Saturday evening begins the ninth day of the fifth month in the Jewish calendar, which is “Tisha B’Av, the Fast of the Ninth of Av, is a day of mourning to commemorate the many tragedies that have befallen the Jewish people, many of which have occurred on the ninth of Av,” according to Judaism 101.
“Tisha B’Av primarily commemorates the destruction of the first and second Temples, both of which were destroyed on the ninth of Av (the first by the Babylonians in 586 B.C.E.; the second by the Romans in 70 C.E.).
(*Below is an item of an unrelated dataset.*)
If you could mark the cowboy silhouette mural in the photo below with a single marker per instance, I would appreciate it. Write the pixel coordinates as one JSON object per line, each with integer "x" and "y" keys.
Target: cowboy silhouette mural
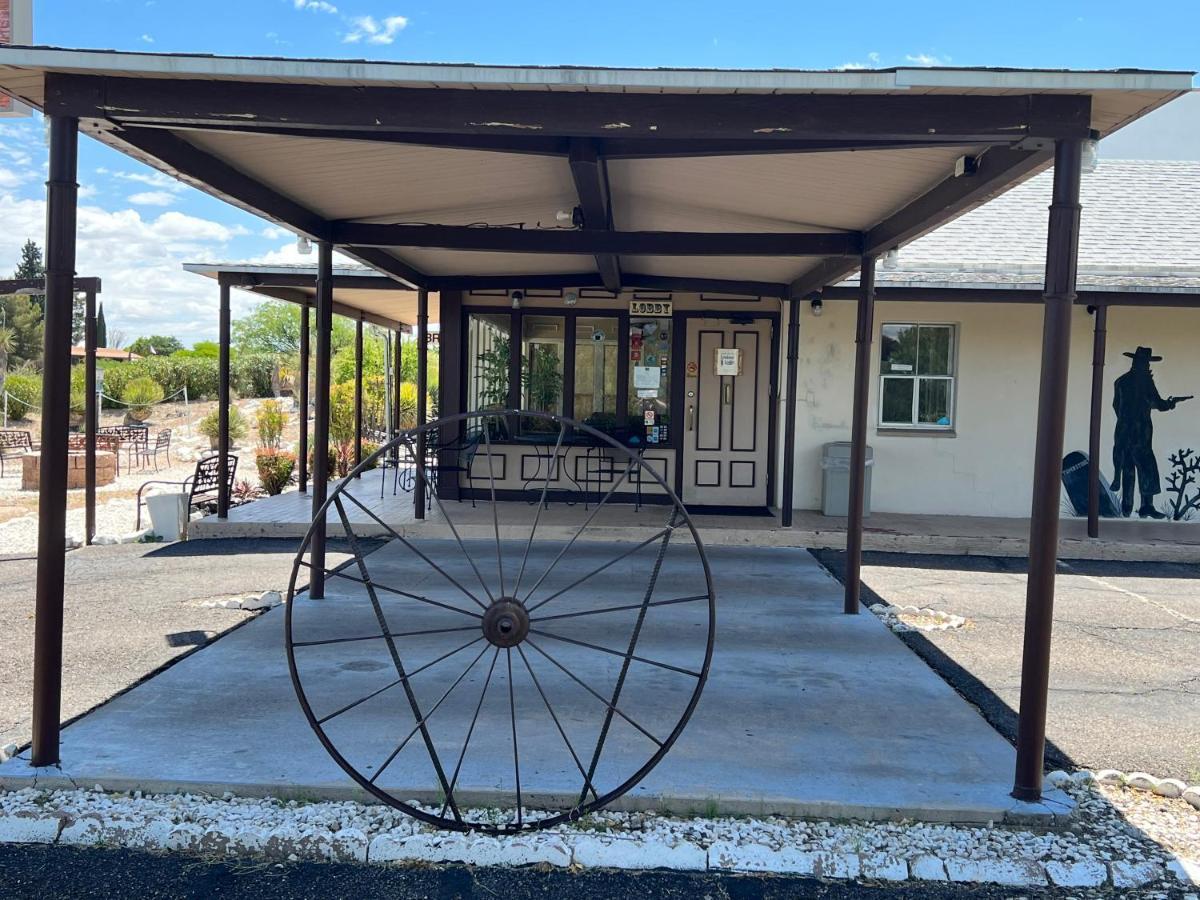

“Although this holiday is primarily meant to commemorate the destruction of the Temple, it is appropriate to consider on this day the many other tragedies of the Jewish people, many of which occurred on this day, most notably the expulsion of the Jews from Spain in 1492 and from England in 1290.” —Judaism 101
There is another tradgedy that concerns the ninth of Av. “The year is 1313 BCE. The Israelites are in the desert, recently having experienced the miraculous Exodus, and are now poised to enter the Promised Land. But first they dispatch a reconnaissance mission to assist in formulating a prudent battle strategy. The spies return on the eighth day of Avand report that the land is unconquerable. That night, the 9th of Av, the people cry. They insist that they’d rather go back to Egypt than be slaughtered by the Canaanites. G‑d is highly displeased by this public demonstration of distrust in His power, and consequently that generation of Israelites never enters the Holy Land. Only their children have that privilege, after wandering in the desert for another 38 years. — Chabad.org
Those things happened a long time ago. More recently,”World War II and the Holocaust, historians conclude, was actually the long drawn-out conclusion of World War I that began in 1914. And yes, amazingly enough, Germany declared war on Russia, effectively catapulting the First World War into motion, on the 9th of Av, Tisha b’Av.” — Chabad.org
So, how long must we remember things of the past? As long as it takes that they are not repeated.
Chabad.org put it this way: “What do you make of all this? Jews see this as another confirmation of the deeply held conviction that history isn’t haphazard; events—even terrible ones—are part of a Divine plan and have spiritual meaning. The message of time is that everything has a rational purpose, even though we don’t understand it.”